The district comprises 4 tehsils: Gwalior (formerly, Gird), Bhitarwar, Dabra (formerly, Pichore), and Chinour. There area also 4 community development blocks: Ghatigaon (Barai), Morar, Dabra, and Bhitarwar. There are 655 revenue villages in the district, of which 618 are inhabited.

There are six Madhya Pradesh Vidhan Sabha constituencies in this district. These are Gwalior Rural, Gwalior, Gwalior East, Gwalior South, Bhitarwar and Dabra. All of these are part of Gwalior Lok Sabha constituency.

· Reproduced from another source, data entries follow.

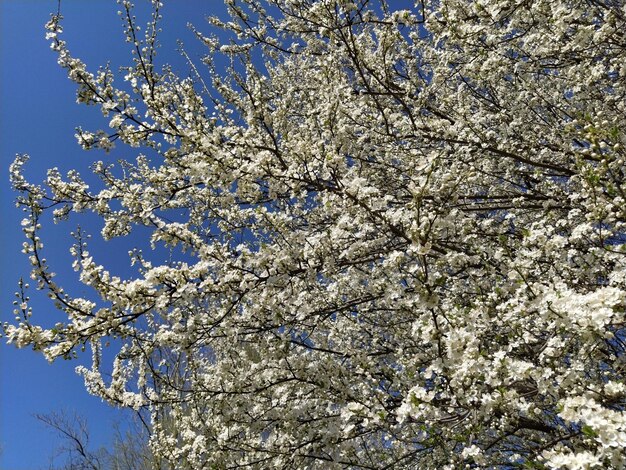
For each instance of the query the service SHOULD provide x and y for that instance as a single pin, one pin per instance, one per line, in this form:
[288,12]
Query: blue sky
[38,116]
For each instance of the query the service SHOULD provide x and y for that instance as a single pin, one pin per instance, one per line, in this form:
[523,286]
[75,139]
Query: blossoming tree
[399,236]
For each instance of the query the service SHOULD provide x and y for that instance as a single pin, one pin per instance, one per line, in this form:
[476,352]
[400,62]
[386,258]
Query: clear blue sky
[38,116]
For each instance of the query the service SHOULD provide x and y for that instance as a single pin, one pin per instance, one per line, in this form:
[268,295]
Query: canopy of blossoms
[403,234]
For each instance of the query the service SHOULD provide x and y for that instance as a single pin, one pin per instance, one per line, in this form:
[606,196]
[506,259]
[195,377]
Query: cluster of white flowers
[398,237]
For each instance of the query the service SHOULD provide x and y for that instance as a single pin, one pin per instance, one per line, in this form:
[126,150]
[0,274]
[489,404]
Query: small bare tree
[129,450]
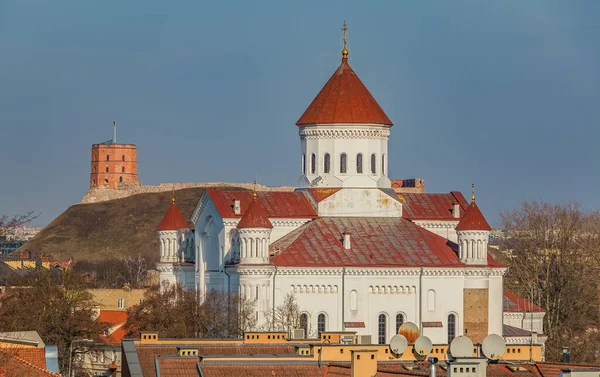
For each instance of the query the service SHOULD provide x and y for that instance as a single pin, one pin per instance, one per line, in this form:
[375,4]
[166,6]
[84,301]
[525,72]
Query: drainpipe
[273,319]
[343,298]
[421,301]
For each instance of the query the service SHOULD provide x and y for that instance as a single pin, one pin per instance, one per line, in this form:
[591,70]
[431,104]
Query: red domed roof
[173,219]
[255,216]
[473,219]
[344,99]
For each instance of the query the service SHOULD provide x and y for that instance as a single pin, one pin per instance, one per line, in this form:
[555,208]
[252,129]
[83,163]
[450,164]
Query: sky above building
[504,93]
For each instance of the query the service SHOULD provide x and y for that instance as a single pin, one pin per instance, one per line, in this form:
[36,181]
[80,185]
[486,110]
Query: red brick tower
[113,164]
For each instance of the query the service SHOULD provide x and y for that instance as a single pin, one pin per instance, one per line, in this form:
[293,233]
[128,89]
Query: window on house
[343,159]
[359,163]
[373,164]
[399,321]
[304,323]
[327,163]
[303,164]
[381,329]
[321,322]
[451,327]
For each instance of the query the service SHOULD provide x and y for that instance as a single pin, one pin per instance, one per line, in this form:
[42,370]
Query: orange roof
[173,219]
[344,99]
[255,216]
[114,318]
[473,219]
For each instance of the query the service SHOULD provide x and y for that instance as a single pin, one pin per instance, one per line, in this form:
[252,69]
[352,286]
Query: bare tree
[553,261]
[179,313]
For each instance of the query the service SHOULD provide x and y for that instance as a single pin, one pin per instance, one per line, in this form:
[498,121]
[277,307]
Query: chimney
[364,363]
[346,240]
[456,211]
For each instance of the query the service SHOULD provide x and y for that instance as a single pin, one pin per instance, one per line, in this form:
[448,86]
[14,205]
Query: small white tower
[344,135]
[168,239]
[473,233]
[254,232]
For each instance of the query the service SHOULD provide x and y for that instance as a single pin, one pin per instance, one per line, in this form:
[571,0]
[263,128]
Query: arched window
[381,329]
[343,159]
[321,322]
[373,164]
[353,300]
[303,164]
[451,327]
[327,163]
[304,323]
[359,163]
[399,321]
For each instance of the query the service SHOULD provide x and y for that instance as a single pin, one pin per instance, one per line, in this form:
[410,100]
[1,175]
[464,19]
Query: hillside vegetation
[111,229]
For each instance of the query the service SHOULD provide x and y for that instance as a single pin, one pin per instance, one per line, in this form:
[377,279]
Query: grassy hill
[110,229]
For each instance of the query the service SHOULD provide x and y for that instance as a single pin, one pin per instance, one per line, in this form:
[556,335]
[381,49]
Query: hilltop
[110,229]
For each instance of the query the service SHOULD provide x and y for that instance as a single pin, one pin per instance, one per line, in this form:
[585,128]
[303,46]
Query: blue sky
[503,93]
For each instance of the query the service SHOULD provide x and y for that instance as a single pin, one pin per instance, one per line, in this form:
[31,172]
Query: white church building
[356,254]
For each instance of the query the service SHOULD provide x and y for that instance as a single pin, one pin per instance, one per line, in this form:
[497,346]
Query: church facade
[356,255]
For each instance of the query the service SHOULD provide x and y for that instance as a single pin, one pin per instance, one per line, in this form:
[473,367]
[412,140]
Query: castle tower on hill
[113,164]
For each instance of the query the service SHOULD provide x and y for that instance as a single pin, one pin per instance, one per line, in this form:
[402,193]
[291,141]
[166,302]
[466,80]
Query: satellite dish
[493,346]
[423,345]
[398,344]
[410,331]
[461,346]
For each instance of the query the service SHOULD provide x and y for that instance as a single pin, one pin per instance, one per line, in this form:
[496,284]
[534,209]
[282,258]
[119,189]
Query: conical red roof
[255,216]
[344,99]
[173,219]
[473,219]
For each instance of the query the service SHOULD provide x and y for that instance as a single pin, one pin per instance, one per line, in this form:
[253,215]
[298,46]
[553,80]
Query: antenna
[493,346]
[410,331]
[423,345]
[398,344]
[461,346]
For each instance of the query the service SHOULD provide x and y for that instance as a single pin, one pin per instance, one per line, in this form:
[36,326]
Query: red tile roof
[178,367]
[513,303]
[422,206]
[344,99]
[277,204]
[375,241]
[473,220]
[148,354]
[262,370]
[255,216]
[35,356]
[173,219]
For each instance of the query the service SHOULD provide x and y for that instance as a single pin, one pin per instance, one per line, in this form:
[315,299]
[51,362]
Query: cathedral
[356,254]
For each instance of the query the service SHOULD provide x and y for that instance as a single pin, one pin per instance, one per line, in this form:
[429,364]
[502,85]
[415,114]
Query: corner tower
[344,135]
[113,164]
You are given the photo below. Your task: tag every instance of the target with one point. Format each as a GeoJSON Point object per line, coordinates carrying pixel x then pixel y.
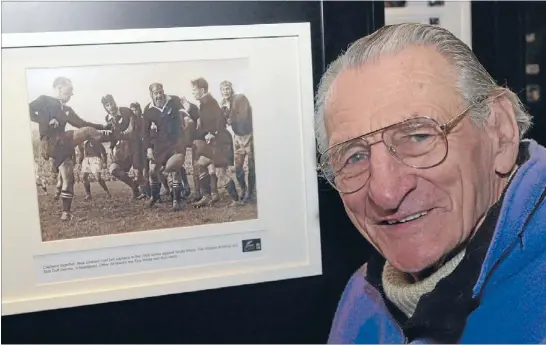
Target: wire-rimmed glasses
{"type": "Point", "coordinates": [417, 142]}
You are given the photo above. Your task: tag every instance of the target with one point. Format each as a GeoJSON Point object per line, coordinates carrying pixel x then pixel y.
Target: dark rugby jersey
{"type": "Point", "coordinates": [167, 120]}
{"type": "Point", "coordinates": [240, 114]}
{"type": "Point", "coordinates": [46, 108]}
{"type": "Point", "coordinates": [210, 116]}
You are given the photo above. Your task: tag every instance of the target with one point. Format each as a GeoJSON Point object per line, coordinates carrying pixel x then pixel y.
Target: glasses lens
{"type": "Point", "coordinates": [346, 166]}
{"type": "Point", "coordinates": [418, 142]}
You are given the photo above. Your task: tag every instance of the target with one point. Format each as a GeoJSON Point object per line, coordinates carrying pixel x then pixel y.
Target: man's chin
{"type": "Point", "coordinates": [412, 263]}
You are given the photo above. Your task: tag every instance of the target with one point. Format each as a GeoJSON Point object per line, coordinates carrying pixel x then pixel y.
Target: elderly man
{"type": "Point", "coordinates": [427, 154]}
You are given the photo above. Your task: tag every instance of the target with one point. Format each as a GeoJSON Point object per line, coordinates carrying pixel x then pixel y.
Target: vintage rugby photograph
{"type": "Point", "coordinates": [139, 147]}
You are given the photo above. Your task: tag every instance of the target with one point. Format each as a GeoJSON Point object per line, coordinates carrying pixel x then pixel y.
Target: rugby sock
{"type": "Point", "coordinates": [66, 197]}
{"type": "Point", "coordinates": [232, 190]}
{"type": "Point", "coordinates": [184, 175]}
{"type": "Point", "coordinates": [87, 187]}
{"type": "Point", "coordinates": [251, 182]}
{"type": "Point", "coordinates": [154, 189]}
{"type": "Point", "coordinates": [204, 181]}
{"type": "Point", "coordinates": [103, 185]}
{"type": "Point", "coordinates": [177, 191]}
{"type": "Point", "coordinates": [240, 175]}
{"type": "Point", "coordinates": [214, 184]}
{"type": "Point", "coordinates": [196, 185]}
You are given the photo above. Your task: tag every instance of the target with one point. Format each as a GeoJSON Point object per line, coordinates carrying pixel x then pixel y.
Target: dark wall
{"type": "Point", "coordinates": [498, 40]}
{"type": "Point", "coordinates": [290, 311]}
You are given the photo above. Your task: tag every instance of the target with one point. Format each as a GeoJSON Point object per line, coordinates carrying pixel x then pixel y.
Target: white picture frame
{"type": "Point", "coordinates": [453, 15]}
{"type": "Point", "coordinates": [280, 89]}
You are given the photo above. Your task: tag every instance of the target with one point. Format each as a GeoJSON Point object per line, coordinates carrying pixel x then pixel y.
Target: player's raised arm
{"type": "Point", "coordinates": [73, 119]}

- Currently, there are 10 tehsils in the district -

1. Gwalior
2. Dabra
3. Bhitarwar
4. Chinor
5. Ghatigaon
6. Tansen
7. Murar
8. City Centre
9. Gwalior Rural
10. Pichhore

==Demographics==

According to the 2011 census Gwalior district has a population of 2,032,036, roughly equal to the nation of Slovenia or the US state of New Mexico. This gives it a ranking of 227th in India (out of a total of 640). The district has a population density of 445 PD/sqkm . Its population growth rate over the decade 2001-2011 was 24.41%. Gwalior has a sex ratio of 862 females for every 1000 males, and a literacy rate of 77.93%. 62.69% of the population live in urban areas. Scheduled Castes and Tribes made up 19.34% and 3.55% of the population respectively.

At the time of the 2011 Census of India, 96.57% of the population in the district spoke Hindi and 1.08% Bundeli as their first language.